She watched the tiles scuff by under her head until they reached Monroe’s quarters. Her stomach turned and she felt bile in the back of her throat. She swallowed hard, this was what she’d agreed to wasn’t it? Being his…his whore, at his beck and call.

Miles reached over her shoulder and pushed the door open. A blonde woman was standing in the middle of the room, twisting her hands together nervously. A quick smile flitted over her face and she stepped forwards, holding her hands.

‘Charlie?’ she said. ‘Charlie, it’s me. I’ve missed you so much.’


	4. Chapter 4

Nora was led out into the courtyard in shackles, a purple bruise swelling her cheek. Her dark hair was cropped short and she was wearing a shapeless tunic and grey trousers that draped over her bare feet.

When she saw Charlie her face brightened with relief, just for a second, and then she took in the Militia uniform and the sword she was wearing. Her mouth twisted bitterly and she shook her head.

‘You stupid cow,’ she sighed.

The guard clipped the back of her head. ‘Keep a civil tongue in your head.’

‘Don’t!’ Charlie snapped. ‘Look, give me a minute? I need to talk to her.’

‘She’s a prisoner,’ he said.

‘And General Monroe said you I could talk to her,’ Charlie said, stiffening her shoulders. ‘So let me do it.
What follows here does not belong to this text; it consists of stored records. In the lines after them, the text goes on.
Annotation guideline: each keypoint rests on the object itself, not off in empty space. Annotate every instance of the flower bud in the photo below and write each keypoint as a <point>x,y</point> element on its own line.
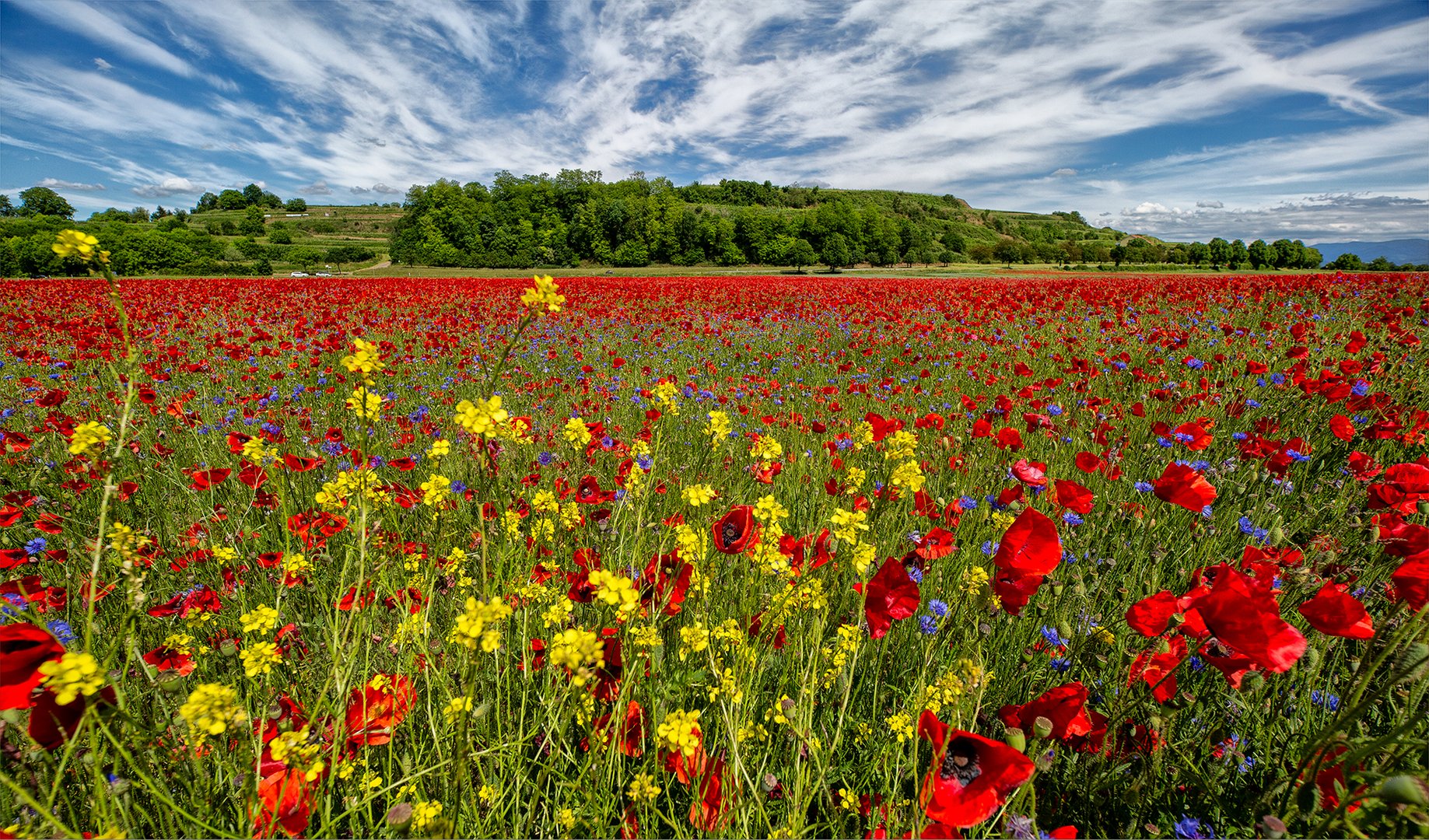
<point>1403,789</point>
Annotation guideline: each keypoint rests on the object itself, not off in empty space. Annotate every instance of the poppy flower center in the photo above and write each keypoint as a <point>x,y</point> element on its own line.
<point>961,761</point>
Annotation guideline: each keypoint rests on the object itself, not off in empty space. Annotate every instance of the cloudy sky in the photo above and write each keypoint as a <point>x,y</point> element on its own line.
<point>1188,121</point>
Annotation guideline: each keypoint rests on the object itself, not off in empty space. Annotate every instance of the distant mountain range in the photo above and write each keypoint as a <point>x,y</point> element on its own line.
<point>1395,250</point>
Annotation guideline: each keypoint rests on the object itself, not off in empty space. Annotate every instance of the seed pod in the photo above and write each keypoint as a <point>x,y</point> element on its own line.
<point>1403,789</point>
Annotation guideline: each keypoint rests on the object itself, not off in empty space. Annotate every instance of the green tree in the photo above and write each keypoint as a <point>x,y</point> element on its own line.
<point>1348,263</point>
<point>44,201</point>
<point>835,252</point>
<point>1259,254</point>
<point>1219,252</point>
<point>252,223</point>
<point>1238,254</point>
<point>800,254</point>
<point>232,201</point>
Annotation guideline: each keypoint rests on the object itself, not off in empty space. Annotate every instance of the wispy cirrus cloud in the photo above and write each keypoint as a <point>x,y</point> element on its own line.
<point>1031,105</point>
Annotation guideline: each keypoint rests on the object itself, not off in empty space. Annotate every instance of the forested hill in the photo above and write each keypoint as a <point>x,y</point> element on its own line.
<point>573,218</point>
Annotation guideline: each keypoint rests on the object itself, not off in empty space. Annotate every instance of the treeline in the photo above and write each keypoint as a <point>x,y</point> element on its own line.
<point>541,220</point>
<point>169,246</point>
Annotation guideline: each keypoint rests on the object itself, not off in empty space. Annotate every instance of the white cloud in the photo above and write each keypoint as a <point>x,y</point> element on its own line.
<point>170,186</point>
<point>969,99</point>
<point>59,184</point>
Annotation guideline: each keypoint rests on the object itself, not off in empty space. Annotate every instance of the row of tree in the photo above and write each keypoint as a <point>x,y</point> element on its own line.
<point>167,246</point>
Unless you want to lecture on security?’

The grunted and slung his rifle over his shoulder. ‘No skin off my nose.’ He left them there and headed over to the wagon, checking the harness with thick fingers and thumping the huge carthorses affectionately.

‘So you have the ear of the man himself,’ Nora said. ‘I suppose I should have expected that. Monroe always did like them young and dumb. You're lucky, him and Miles used to share everything. One thing you don't have to worry about I suppose.’

Charlie bit her lip and took a deep breath, trying to hold onto her temper and her blush. ‘I didn’t have a choice,’ she said.

‘Naw,’ Nora said. ‘You had a choice, Charlie. It might have been a hard choice, but you could pick right or you could pick wrong. And you picked wrong. You picked Miles.’

Even after everything, Charlie bristled in defense of him. ‘He saved your life,’ she said. ‘We stay, you live. What do think we should do? Die for the tattoo on your back?’

‘For the United States,’ she said. ‘A place where no-one has to make these sorts of deals.’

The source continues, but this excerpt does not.